Beberapa orang kembali ke kamar, ada yang pergi ke kampus untuk kuliah sore. Beberapa orang masih ngobrol di teras.

***

Keesokan harinya, setelah urusan di kampus selesai, Maryam menuju rumah rekannya yang bernama Nining, partner bisnis peyek. Rumah Nining adalah tempat memasak peyek. Selama sebulan Maryam praktik mengajar di tempat yang jauh dari kampus, membuat produksi peyek terhenti. Nining juga sibuk praktik mengajar, di lokasi yang berbeda dengan Maryam. Sekarang mereka ingin membuat peyek lagi, karena pelanggan mereka sudah banyak yang menanyakan.

Hari sudah gelap saat Maryam selesai memasak. Nining yang nanti akan mengemas peyek ke dalam plastik. Maryam pamit mau kembali ke rumah kos. Saat itu sudah pukul 20:30. Rumah Nining ada di dekat kampus, cukup dekat dengan tempat kos Maryam.
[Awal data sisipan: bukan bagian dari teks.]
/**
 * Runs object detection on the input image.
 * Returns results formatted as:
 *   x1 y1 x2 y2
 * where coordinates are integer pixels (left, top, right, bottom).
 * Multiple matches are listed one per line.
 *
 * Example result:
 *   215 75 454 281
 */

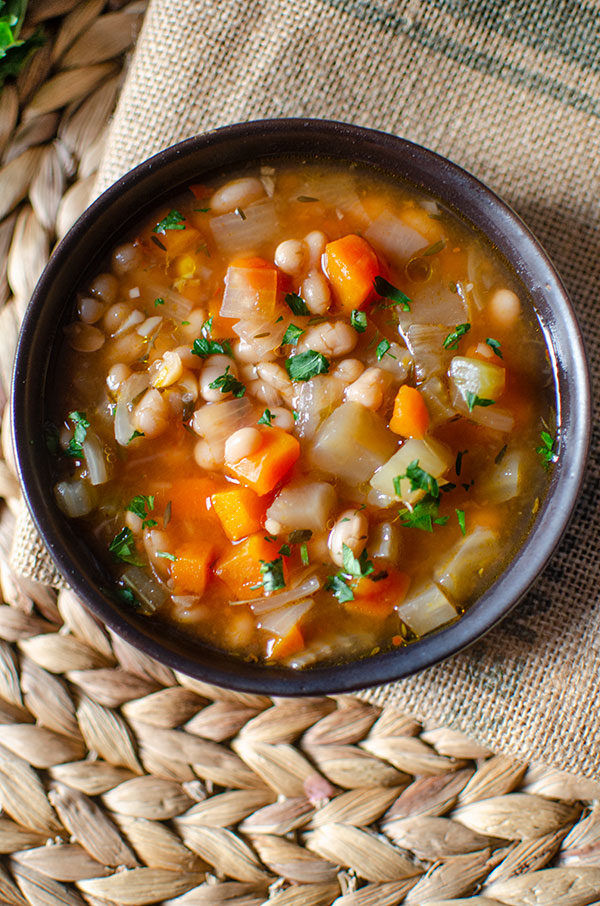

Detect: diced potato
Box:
311 402 396 485
434 526 498 603
267 478 336 533
473 450 525 504
448 355 506 400
398 582 457 636
371 437 454 504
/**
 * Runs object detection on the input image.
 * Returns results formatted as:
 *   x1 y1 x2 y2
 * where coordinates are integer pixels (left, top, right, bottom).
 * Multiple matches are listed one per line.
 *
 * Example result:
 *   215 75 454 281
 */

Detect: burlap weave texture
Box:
14 0 600 777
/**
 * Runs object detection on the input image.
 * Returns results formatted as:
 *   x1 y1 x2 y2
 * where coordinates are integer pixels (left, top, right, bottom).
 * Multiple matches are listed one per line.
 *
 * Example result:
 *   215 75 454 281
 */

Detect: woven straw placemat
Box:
0 0 600 906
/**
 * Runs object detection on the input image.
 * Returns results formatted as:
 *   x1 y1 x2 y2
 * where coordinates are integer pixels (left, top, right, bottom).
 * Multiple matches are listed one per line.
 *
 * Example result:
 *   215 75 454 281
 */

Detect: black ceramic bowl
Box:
12 119 590 695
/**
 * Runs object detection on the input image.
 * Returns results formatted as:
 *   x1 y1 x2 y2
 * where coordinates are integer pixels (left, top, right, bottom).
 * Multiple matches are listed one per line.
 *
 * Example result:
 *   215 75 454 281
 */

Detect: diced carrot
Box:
269 624 304 661
390 384 429 438
225 425 300 497
325 233 381 314
344 570 410 620
212 485 266 541
214 534 285 598
171 538 215 596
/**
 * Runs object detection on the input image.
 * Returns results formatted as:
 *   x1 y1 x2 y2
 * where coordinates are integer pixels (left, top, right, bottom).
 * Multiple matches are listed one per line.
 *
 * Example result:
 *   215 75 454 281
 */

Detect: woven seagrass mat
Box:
0 0 600 906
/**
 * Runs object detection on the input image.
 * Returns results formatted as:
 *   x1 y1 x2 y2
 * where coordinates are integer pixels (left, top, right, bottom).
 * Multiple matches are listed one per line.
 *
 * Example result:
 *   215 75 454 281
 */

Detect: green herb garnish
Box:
65 411 90 458
350 308 367 333
152 208 185 233
443 323 471 349
285 293 310 317
209 366 246 399
373 277 411 311
285 349 329 381
281 324 305 346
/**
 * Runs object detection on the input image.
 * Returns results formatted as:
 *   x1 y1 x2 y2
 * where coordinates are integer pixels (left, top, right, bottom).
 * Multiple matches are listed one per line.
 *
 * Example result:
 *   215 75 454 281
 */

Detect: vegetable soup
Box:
47 160 556 668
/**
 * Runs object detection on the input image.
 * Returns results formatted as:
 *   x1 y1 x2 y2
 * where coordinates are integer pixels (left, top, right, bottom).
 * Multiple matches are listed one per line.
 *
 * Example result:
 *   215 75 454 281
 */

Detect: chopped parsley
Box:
152 208 185 234
260 557 285 592
257 409 277 428
209 366 246 399
467 390 496 412
285 293 310 317
443 323 471 349
127 494 158 528
281 324 305 346
108 527 143 566
485 337 504 359
285 349 329 381
350 308 367 333
373 277 411 311
65 410 90 458
535 431 556 469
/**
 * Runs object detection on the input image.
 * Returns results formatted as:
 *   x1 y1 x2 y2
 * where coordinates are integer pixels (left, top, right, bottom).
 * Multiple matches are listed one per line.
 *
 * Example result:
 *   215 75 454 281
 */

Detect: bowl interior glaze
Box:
12 119 590 695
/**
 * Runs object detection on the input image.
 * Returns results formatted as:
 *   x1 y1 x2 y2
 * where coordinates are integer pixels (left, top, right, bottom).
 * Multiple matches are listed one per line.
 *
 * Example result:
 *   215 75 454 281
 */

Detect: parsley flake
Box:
285 349 329 381
152 208 185 234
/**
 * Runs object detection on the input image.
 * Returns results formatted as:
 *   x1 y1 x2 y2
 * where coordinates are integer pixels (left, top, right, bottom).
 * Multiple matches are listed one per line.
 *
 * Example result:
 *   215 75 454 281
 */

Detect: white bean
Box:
225 428 262 462
133 390 169 437
345 368 390 411
269 406 296 434
274 239 304 275
200 355 238 403
333 359 365 384
112 242 141 275
304 230 329 268
300 271 331 315
106 362 131 393
327 510 369 566
488 288 521 327
88 274 119 305
210 176 265 214
298 321 358 357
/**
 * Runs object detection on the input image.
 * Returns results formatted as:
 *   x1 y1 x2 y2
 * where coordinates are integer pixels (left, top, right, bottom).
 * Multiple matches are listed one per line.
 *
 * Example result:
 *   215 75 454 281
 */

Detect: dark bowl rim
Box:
11 118 591 695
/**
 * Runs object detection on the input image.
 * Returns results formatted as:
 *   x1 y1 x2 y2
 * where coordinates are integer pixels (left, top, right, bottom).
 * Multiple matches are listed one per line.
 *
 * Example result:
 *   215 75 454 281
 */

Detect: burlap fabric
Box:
11 0 600 777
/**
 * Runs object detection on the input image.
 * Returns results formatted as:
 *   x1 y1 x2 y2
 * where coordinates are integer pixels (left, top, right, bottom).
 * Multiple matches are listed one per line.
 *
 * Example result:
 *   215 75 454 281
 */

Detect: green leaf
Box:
152 208 185 234
257 409 277 428
285 349 329 381
467 390 496 412
375 340 392 362
65 411 90 458
373 277 411 311
208 365 246 399
485 337 504 359
325 573 354 603
281 324 306 346
350 308 367 333
108 528 143 566
443 323 471 349
260 557 285 591
285 293 310 317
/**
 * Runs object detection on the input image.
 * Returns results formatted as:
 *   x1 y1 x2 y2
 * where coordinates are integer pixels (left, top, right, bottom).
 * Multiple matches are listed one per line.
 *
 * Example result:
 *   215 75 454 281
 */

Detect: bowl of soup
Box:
12 120 589 694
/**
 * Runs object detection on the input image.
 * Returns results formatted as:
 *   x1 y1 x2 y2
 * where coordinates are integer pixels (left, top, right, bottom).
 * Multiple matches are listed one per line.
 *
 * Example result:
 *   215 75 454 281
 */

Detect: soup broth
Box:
47 161 555 668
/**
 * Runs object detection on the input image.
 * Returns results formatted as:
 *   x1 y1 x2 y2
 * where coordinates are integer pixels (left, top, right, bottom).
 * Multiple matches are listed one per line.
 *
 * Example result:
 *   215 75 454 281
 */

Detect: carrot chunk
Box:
344 570 410 620
212 487 266 541
225 426 300 497
171 538 215 596
390 384 429 438
325 233 381 314
214 534 277 598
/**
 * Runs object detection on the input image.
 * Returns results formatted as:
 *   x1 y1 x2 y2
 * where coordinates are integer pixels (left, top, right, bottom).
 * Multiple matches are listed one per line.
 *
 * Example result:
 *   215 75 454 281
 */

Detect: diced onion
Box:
115 371 150 447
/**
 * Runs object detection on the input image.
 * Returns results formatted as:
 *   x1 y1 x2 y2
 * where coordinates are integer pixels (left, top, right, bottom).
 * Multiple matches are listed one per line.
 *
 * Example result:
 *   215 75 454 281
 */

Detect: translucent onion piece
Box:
82 430 108 485
260 598 315 638
364 211 429 267
121 566 168 613
54 478 95 519
231 576 323 615
115 371 150 447
210 198 279 254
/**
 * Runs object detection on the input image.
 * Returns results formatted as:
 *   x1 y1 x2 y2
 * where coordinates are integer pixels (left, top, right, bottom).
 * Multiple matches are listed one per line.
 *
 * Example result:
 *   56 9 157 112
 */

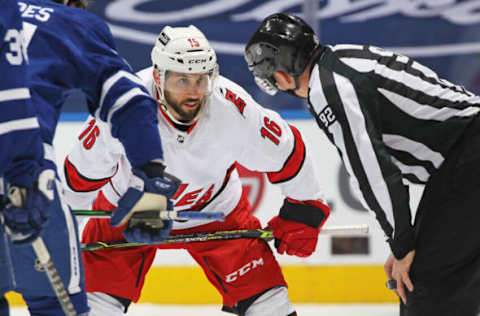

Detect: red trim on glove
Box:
65 156 118 192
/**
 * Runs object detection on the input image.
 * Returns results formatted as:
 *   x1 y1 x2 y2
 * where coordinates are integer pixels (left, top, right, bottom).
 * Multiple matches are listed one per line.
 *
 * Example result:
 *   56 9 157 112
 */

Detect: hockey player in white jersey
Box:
0 0 176 316
64 26 330 316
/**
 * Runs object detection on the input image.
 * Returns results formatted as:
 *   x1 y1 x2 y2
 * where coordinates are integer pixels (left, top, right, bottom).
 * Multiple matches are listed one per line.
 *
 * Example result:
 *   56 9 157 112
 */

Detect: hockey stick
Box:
8 186 77 316
80 224 368 251
72 210 225 221
32 237 77 316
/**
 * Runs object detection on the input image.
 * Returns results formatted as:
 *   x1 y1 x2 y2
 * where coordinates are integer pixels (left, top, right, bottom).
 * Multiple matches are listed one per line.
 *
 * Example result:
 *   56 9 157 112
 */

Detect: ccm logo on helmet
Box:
225 258 263 283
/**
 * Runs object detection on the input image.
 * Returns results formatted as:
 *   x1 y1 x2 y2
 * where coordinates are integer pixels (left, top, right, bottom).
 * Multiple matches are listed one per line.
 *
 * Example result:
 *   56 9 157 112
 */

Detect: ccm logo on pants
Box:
225 258 263 283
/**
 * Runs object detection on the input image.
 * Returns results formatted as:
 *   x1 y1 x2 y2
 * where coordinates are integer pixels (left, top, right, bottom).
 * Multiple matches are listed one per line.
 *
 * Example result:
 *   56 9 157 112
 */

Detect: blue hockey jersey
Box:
18 0 163 167
0 0 43 186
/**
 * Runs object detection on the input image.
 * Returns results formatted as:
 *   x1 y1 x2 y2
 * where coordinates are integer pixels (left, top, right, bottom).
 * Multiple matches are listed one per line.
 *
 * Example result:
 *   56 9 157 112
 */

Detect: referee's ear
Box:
273 71 295 91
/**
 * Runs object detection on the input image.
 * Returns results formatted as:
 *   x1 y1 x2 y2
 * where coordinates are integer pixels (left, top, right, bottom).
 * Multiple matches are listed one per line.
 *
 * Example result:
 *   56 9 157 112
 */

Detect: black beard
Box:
164 91 203 123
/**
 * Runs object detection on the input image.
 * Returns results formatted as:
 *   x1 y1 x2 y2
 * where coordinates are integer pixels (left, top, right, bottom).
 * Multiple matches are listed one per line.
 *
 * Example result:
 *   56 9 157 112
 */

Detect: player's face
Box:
164 71 210 122
273 71 295 91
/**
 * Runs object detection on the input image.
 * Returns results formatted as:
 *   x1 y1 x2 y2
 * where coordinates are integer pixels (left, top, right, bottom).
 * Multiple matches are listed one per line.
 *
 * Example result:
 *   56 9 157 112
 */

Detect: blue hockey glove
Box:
110 162 180 243
1 169 55 244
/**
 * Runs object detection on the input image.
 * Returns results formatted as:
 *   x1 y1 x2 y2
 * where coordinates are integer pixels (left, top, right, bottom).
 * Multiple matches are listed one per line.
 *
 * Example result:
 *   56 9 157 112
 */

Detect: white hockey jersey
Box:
64 67 324 229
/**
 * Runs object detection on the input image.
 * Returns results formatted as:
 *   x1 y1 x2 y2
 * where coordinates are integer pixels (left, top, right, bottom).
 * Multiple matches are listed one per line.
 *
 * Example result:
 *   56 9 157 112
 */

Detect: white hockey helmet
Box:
151 25 218 99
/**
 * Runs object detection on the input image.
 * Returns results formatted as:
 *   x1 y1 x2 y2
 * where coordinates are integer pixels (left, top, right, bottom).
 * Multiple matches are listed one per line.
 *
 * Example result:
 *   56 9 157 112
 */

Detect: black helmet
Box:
245 13 320 95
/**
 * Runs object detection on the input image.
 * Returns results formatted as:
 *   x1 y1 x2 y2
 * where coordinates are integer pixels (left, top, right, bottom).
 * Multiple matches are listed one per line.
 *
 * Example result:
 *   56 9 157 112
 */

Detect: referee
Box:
245 13 480 316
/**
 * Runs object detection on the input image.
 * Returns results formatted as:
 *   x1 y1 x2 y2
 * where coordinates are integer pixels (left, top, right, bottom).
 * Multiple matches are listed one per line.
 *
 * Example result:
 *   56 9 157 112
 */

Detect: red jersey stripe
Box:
267 125 305 183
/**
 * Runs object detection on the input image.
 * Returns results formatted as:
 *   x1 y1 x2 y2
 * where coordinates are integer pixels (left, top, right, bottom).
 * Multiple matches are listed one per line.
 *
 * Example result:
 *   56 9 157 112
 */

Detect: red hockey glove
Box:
268 199 330 257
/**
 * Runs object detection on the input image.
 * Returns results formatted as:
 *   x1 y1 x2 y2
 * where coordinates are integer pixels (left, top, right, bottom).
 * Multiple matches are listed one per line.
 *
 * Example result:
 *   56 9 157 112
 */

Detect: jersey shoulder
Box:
0 1 21 31
18 0 113 43
136 66 155 96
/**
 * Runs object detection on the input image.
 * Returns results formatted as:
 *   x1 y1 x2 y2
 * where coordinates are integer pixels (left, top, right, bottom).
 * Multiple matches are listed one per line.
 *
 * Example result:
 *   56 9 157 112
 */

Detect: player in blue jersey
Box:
0 0 53 315
0 0 177 315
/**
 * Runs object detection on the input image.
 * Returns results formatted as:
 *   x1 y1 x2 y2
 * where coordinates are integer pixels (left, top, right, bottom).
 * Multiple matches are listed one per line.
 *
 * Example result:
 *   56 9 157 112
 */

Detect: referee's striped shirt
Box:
308 45 480 258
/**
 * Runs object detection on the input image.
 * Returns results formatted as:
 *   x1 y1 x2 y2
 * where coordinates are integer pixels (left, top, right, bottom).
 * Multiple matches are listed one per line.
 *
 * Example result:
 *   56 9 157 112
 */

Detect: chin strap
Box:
285 77 300 98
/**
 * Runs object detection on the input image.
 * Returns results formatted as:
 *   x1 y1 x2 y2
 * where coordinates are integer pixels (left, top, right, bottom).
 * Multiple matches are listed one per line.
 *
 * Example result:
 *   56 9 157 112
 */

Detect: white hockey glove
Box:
110 162 180 243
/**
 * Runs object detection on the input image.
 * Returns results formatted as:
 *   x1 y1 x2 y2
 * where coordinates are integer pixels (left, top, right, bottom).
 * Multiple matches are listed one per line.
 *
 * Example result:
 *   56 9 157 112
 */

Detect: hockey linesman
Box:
65 25 330 316
0 0 177 315
245 14 480 316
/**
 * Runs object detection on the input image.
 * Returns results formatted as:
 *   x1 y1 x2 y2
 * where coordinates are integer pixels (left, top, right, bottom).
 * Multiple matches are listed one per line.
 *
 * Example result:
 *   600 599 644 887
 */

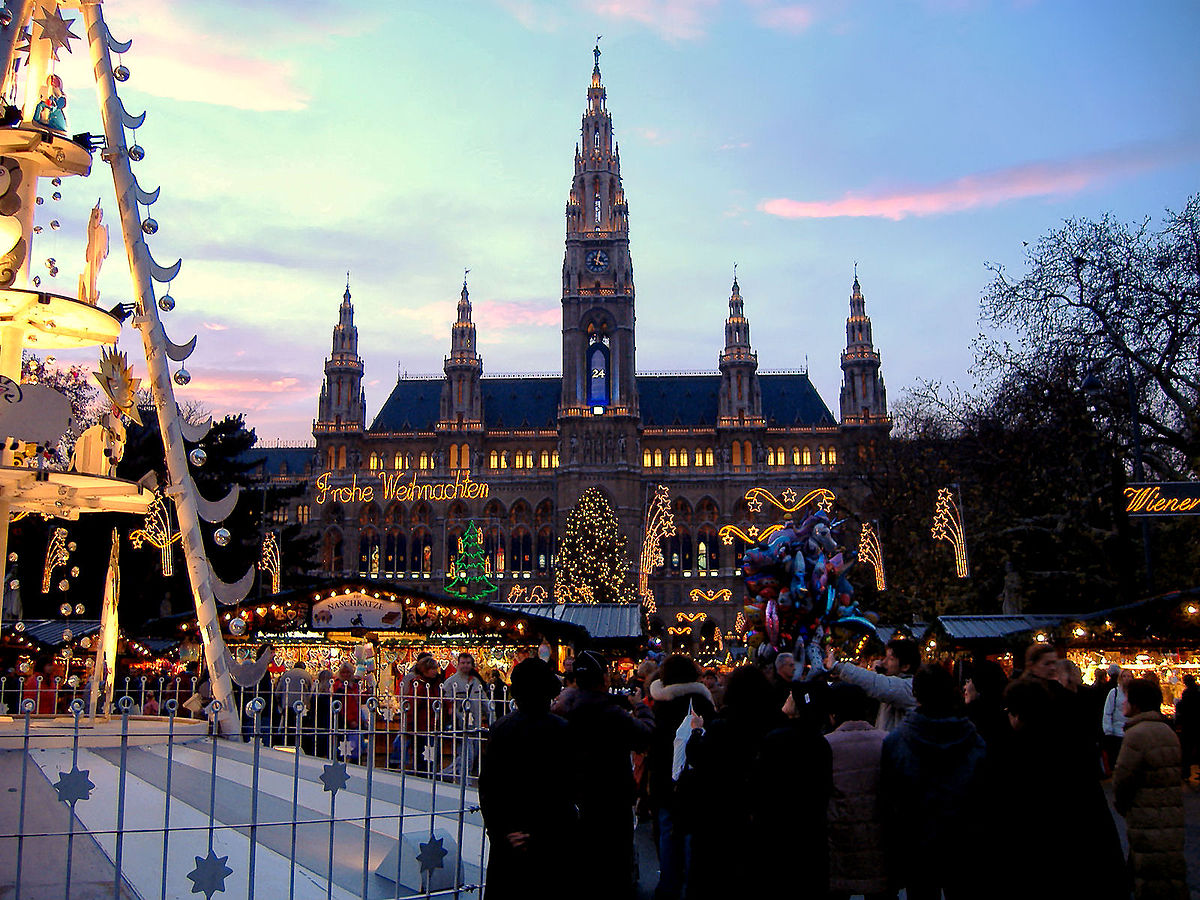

Suasana di luar masih ramai dan benderang oleh cahaya lampu jalan serta lampu dari para pedagang di warung-warung tenda tepi jalan.

Maryam yang berjalan kaki hampir tiba di mulut gang, dia melihat seseorang berjalan ke luar dari gang itu. Orang itu pakai jaket hoodie, tapi Maryam merasa tahu siapa orang itu.

“Eh, dia kayak yang mau jalan ke arah kampus? Jam segini kan, biasanya sudah nggak ada aktivitas di kampus. Jangan-jangan dia janjian sama seseorang, mungkin cowok. Heh, biar aku buntutin, pengin tahu kayak apa cowok yang bikin dia mau diajak ketemuan malam-malam begini?”

Langkah orang itu memang berbelok ke arah kampus, tapi dia tidak masuk melalui gerbang utama yang sudah ditutup oleh petugas security. Dia hendak masuk ke areal kampus dengan cara memanjat pagar besi di samping kampus.

“Untung aku pakai celana panjang.” pikir Maryam saat melakukan hal yang sama, memanjat pagar itu. Dia meloncat ke dalam areal kampus.

“Aduh!” Tanpa sengaja Maryam mengeluarkan suara karena tiba-tiba saja kakinya terasa sakit. Orang yang sedari tadi dibuntutinya, menoleh.